One of the challenges while processing thousands of AWS Health events every month is also to identify and track events that has the potential to cause significant impact to the applications. Thomson Reuters decided to exclude events that are not relevant for Thomson Reuters hosted Regions, or specific AWS services. The process of identifying events to include is a continuous iterative effort, relying on the data captured in DynamoDB tables and from experiences of different teams. AWS EventBridge simplifies the process of filtering out events by eliminating the need to develop a custom application.
ServiceNow is used to create various dashboards which are important to Thomson Reuters leadership to view the health of the AWS environment in a glance, and detailed dashboards for individual application, business units and AWS Regions are also curated for specific requirements. This solution allows Thomson Reuters to capture metrics which helps to understand the scheduled changes that AWS performs and identify the underlying resources that are impacted in different AWS accounts. The ServiceNow incidents created from Health events are used to take real-time actions to mitigate any potential issues.
Thomson Reuters has a business requirement to persist AWS Health event history for a minimum of 2 years, and a need for customized dashboards for leadership to view performance and availability metrics across applications. This necessitated the creation of dashboards in ServiceNow. Figures 2, 3, and 4 are examples of dashboards that are created to provide a comprehensive view of AWS Health events across the organization.
Datadog for account notifications
Thomson Reuters leverages Datadog as its strategic platform to observe, monitor, and track the infrastructure, applications and more. Health events with the category type Account Notification are forwarded to Datadog and are monitored by Thomson Reuters Global Command Center part of the Service Management. Account notifications are important to track as they contain information about administration or security of AWS accounts. Like ServiceNow, Datadog is also used to curate separate dashboards with unique Datadog monitors for monitoring and tracking these events (Figure 5). Currently, the Thomson Reuters Service Management team are the main consumers of these Datadog alerts, but in the future the strategy would be to route relevant and important notifications only to the concerned application team by ensuring a mandatory and robust tagging standards on the existing AWS accounts for all AWS resource types.
Thomson Reuters will continue to enhance the logic for identifying important Health events that require attention, reducing noise by filtering out unimportant ones. Thomson Reuters plan to develop a self-service subscription model, allowing application teams to opt into the Health events related to their applications.
The next key focus will also be to look at automating actions for specific AWS Health scheduled events wherever possible, such as responding to maintenance with AWS System Manager Automation documents.

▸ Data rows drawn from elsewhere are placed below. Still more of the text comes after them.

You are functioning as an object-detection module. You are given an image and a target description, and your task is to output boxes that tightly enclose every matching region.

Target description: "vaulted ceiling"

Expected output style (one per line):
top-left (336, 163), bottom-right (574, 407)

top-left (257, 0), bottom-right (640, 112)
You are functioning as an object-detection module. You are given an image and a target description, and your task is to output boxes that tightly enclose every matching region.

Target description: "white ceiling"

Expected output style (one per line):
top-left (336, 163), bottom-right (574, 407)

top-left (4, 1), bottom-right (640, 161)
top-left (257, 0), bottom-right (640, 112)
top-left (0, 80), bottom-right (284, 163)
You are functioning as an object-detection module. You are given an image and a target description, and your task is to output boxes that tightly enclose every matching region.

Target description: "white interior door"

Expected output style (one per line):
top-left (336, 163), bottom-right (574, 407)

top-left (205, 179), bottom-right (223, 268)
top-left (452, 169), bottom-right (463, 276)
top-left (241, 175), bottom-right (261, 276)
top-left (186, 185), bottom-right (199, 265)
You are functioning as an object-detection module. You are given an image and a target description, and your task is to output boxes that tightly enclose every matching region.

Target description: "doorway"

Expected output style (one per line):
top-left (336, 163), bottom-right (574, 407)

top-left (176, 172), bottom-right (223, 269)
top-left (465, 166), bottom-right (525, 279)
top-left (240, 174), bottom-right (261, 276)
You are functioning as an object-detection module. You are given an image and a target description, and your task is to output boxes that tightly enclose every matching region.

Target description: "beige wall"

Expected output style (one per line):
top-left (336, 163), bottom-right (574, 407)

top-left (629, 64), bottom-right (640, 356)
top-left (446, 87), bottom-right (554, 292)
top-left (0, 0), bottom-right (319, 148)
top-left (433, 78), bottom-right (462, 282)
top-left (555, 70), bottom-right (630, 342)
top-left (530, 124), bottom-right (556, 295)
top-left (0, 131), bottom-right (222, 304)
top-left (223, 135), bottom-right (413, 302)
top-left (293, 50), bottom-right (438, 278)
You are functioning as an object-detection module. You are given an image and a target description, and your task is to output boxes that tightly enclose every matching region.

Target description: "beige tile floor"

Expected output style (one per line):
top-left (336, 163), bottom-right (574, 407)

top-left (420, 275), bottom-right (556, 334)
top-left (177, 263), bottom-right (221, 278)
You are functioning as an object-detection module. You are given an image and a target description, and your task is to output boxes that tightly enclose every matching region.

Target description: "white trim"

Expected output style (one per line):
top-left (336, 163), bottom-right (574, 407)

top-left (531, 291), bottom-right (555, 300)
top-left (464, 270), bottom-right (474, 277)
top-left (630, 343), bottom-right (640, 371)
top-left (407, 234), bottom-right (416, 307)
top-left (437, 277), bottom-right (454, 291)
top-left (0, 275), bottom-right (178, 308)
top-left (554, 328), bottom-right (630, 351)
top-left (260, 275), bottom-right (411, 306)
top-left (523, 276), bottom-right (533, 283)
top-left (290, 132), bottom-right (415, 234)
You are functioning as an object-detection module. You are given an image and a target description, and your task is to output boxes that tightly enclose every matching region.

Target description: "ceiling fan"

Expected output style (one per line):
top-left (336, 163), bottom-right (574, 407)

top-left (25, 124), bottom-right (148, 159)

By using this solution, Thomson Reuters can effectively monitor and track AWS Health events at scale using the preferred internal tools ServiceNow and Datadog. Integration with ServiceNow allowed Thomson Reuters to measure and track all the events and estimate the health performance with key indicators that can be generated from ServiceNow. This architecture provided an efficient way to track the AWS scheduled changes, capture metrics to understand the various schedule changes that AWS is doing and resources that are getting impacted in different AWS accounts. This solution provides actionable insights from the AWS Health events, allowing Thomson Reuters to take real-time actions to mitigate impacts to the applications and thus offer high Service levels to Thomson Reuters customers.